Creativity thrives under constraints — in fact, many suggest creating constraints as a strategy to increase creativity and drive new approaches. So it is no surprise that shelter-in-place orders and social distancing measures have driven a profound shift in how content is conceived, produced, and consumed.
I reached out to Scott Newman, the creator and organizer of On-Air Fest, a festival that celebrates the ‘creatives edge’ of audio and whose live events are rooted in authenticity and intimacy, to talk about the shift in the cultural and creative landscape and the implications for podcasting.

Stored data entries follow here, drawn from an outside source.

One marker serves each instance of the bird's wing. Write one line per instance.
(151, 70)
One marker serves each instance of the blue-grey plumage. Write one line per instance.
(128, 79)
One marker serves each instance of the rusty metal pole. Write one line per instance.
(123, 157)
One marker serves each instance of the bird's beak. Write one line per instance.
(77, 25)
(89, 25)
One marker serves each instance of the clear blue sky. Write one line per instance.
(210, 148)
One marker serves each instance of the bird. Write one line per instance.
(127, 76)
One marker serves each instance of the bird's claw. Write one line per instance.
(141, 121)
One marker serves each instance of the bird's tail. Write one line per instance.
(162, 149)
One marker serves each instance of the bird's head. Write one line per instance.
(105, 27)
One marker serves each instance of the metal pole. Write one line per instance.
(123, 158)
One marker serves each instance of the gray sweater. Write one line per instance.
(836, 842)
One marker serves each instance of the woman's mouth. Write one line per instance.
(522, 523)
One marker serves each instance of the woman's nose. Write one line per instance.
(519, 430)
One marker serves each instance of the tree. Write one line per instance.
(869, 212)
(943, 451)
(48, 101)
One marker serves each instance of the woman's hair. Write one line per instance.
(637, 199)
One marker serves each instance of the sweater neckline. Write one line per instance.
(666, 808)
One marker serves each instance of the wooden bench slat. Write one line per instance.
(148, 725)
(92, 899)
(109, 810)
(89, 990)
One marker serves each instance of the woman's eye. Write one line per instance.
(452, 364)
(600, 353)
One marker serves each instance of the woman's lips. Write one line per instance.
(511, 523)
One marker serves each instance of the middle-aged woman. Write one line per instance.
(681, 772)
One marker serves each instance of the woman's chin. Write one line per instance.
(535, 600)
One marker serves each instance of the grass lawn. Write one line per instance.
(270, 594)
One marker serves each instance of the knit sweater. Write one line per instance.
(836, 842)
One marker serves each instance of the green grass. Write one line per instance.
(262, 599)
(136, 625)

“What I find really interesting is the creativity that’s happening. You know, on one hand you could say creativity’s over. We can’t gather, we can’t broadcast, we can’t produce anything. And then on the other hand, you can be creative with just the microphone in front of your mouth. If you have an idea, if you have something that you want to say, if you have a point of view, how do you present that? I don’t know that you need all the bells and whistles to be able to do that. So we’re seeing creativity being elevated and challenged at this time. Are you funny enough? Are you interesting enough?”
Spectacle has been replaced with intimacy
“You can’t go and put on a big spectacle like a live concert — there are no crowds, there are no giant lights or sound systems, and there are no dancers. Now, if you’re a musician and you’re doing a performance, you’re doing it in your living room with no makeup.”
Scott’s right. And these stripped down performances have unique appeal. Instead of a stadium tour, we got to see the Rolling Stones perform remotely… and have we ever loved Charlie Watts more than watching him on the Global Citizen benefit concert playing “air drums?”
Throughout the lockdowns, musicians around the world have been staging intimate shows from their living rooms and connecting with fans in new ways. Vancouver musician Dan Mangan even has a specialized business, Side Door, that helps artists and fans connect online when they can’t connect in person.
“Hosts” have become humans
Late night television has evolved during the pandemic as well, with hosts broadcasting monologues from their living rooms — or in the case of Seth Myers, his attic — with no audiences, no bands, no wardrobe, and no makeup.
And what’s the result? We’ve been able to see an entirely new side of them. Without the distance of a host being on stage and performing to a crowd, we are connecting with them much more intimately. Stephen Colbert’s dog regularly intrudes into the taping of the show and his wife recently brought him out a birthday cake.
Seth Meyers’ children burst out of hiding places in his attic, and revealed a side of Seth we might never see in a traditional studio setting.
On-Air Fest founder Scott Newman sees this as a humanizing win for late night and celebrity culture in general: “As much as we like to elevate our heroes and our celebrities, I also think we want them to be back down on our level, you know? We really like to see ourselves a little bit in our heroes.”
Perfection has been replaced with a celebration of imperfection
Celebrity culture has long cultivated a culture of aesthetic superiority — perfect hair, perfect skin, perfect teeth, perfect abs… the list goes on. We have been obsessed with humans who are almost inhuman.
And that, too, is shifting during COVID-19. Eva Longoria dyed her own hair… at home… on Instagram… for Loreal. She showed off her gray roots and created a lot of fans in the process. (h/t to Shira Atkins!)
Authenticity and podcasting
So what does this have to do with podcasting?
Authenticity and intimacy are what podcasting does best. Scott has a great way to think about how to find authenticity for yourself as a podcaster:
“I always come at it from a place of point of view. What is the story that needs to be told now? And that can only be told by you. What is it that I can uniquely bring to this conversation? And when I think about authenticity, it’s not just being honest and vulnerable, which is all very wonderful and really can be endearing and bring people closer to you. But it’s also asking what is the true value that I’m adding to this? And is there something I can bring to the conversation that nobody else can bring?”
This is a moment when audiences crave real people sharing their real lives and real stories. This doesn’t feel like the time for overproducing a show. It doesn’t feel like the time to try to sound more like a professional host. It doesn’t feel like the time to sound to be like another podcast that is popular.
This is the time to be 100% you and this is the time for you to own it.
As Scott puts it:
“How real is your story? Can you truly express yourself without all those other enhancements? Can we tap into the theatre of the mind? In the COVID-19 period we are in, you have to ask yourself — is your thing interesting enough? Are you bringing enough value to me as a listener? Are you teaching me something? Do you have a point of view because maybe just being sexy and beautiful, or in the world of brands just doing like cool advertising or like flashy stuff… that doesn’t cut it anymore.”
If you’re a podcaster, could there be a better time to lean into authenticity and embrace the key strengths of audio?